The commander looked a bit curious as he glanced between Sam and her father. “The boy here told me I needed to hurry. Apparently he was worried about a future homicide.”
“Homicide?” Sam said as if the idea appealed to her. “None imminent, but my finger is still on the trigger.”
Donovan shifted, but he let her do the talking, which put her guard up.
Wilder extended a hand as he clasped the older man’s shoulder with the other. “Paddy.”
There was warmness between then, and affection, a respect of sorts. “Wilder.” The older man gave the commander’s hand a solid shake, then stepped back.
To Sam, the fact that her father liked Kellen Wilder was a huge red flag.
Paddy cleared his throat. “I’ve got to go, Mary—”
Sam silenced him with a shake of her head.

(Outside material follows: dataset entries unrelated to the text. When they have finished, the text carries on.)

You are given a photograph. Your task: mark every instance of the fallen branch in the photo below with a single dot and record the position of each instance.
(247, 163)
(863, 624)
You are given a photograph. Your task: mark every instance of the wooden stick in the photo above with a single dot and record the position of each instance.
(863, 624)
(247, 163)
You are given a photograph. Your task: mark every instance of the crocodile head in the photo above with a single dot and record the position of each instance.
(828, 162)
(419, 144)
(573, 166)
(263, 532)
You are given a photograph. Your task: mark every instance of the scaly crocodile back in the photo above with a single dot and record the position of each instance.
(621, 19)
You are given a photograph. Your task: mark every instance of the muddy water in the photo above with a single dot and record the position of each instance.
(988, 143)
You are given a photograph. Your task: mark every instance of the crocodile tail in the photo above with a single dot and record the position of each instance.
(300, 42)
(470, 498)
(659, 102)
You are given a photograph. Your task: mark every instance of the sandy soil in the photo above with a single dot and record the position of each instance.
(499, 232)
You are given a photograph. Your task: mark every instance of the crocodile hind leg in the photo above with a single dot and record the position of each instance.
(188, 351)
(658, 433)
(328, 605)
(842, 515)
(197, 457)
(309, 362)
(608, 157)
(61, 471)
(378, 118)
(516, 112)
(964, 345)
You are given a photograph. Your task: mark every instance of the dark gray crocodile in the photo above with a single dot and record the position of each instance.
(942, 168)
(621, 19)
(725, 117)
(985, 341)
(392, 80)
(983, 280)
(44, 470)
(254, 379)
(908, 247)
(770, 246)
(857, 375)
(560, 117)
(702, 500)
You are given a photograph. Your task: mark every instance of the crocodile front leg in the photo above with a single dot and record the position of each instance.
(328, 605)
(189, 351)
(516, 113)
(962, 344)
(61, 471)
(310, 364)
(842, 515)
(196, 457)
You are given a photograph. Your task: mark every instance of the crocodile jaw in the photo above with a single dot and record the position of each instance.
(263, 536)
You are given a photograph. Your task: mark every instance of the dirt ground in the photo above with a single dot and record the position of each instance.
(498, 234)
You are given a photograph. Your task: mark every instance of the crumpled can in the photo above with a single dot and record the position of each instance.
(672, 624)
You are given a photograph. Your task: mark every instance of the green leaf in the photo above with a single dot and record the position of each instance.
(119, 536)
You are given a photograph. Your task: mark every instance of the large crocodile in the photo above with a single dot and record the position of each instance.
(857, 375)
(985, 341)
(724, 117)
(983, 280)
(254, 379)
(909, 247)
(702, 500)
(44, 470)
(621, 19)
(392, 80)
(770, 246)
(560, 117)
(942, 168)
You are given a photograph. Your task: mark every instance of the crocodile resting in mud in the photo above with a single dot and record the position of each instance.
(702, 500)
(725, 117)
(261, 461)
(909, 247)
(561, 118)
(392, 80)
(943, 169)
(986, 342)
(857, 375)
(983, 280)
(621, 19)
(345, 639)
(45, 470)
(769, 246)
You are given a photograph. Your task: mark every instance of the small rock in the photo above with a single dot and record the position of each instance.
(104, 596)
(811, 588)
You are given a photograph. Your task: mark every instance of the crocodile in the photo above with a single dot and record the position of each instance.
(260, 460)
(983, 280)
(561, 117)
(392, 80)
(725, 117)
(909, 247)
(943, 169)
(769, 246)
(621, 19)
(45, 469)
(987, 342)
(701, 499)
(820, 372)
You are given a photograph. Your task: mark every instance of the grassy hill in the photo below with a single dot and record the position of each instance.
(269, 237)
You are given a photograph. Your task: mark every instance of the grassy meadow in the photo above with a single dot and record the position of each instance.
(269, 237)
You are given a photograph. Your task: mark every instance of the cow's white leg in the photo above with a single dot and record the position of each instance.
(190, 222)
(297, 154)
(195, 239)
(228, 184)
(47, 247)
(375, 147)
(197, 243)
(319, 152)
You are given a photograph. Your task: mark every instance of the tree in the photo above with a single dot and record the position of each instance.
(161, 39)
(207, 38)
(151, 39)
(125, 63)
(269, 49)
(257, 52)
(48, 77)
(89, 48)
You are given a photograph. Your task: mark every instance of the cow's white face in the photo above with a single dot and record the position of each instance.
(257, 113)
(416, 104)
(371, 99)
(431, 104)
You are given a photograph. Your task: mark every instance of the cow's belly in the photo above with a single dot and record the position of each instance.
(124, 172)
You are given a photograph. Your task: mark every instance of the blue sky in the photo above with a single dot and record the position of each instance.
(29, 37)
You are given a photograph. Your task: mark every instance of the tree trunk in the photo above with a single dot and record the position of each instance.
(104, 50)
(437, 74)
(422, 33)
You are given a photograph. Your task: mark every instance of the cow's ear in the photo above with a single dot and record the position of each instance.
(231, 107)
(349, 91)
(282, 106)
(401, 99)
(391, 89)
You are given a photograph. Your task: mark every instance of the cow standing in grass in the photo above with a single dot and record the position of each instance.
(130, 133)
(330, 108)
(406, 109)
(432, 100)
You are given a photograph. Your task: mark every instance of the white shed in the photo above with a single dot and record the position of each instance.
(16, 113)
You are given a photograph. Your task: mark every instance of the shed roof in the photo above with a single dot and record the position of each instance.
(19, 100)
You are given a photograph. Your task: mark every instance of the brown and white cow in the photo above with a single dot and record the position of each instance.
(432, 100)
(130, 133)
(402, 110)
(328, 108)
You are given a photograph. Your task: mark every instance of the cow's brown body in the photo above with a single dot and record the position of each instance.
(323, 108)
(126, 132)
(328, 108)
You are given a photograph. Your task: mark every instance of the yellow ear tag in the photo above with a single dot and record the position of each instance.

Despite the hundreds of times she’d lectured him on the difficulty of being taken seriously as a woman in the man’s world of aviation, he refused to understand her adoption of a more gender-neutral moniker.
“Sam,” her father quickly corrected. When he said her name, it had a note of finality to it.
She felt a frisson of panic, a need to keep him there, to keep him safe from himself and whomever he was running from this time. “Da?”
“You’ll know.” He gave her a wink.
With that, he turned and was gone.
Sam stared after him, working to breathe, as if he’d taken all of the air with him.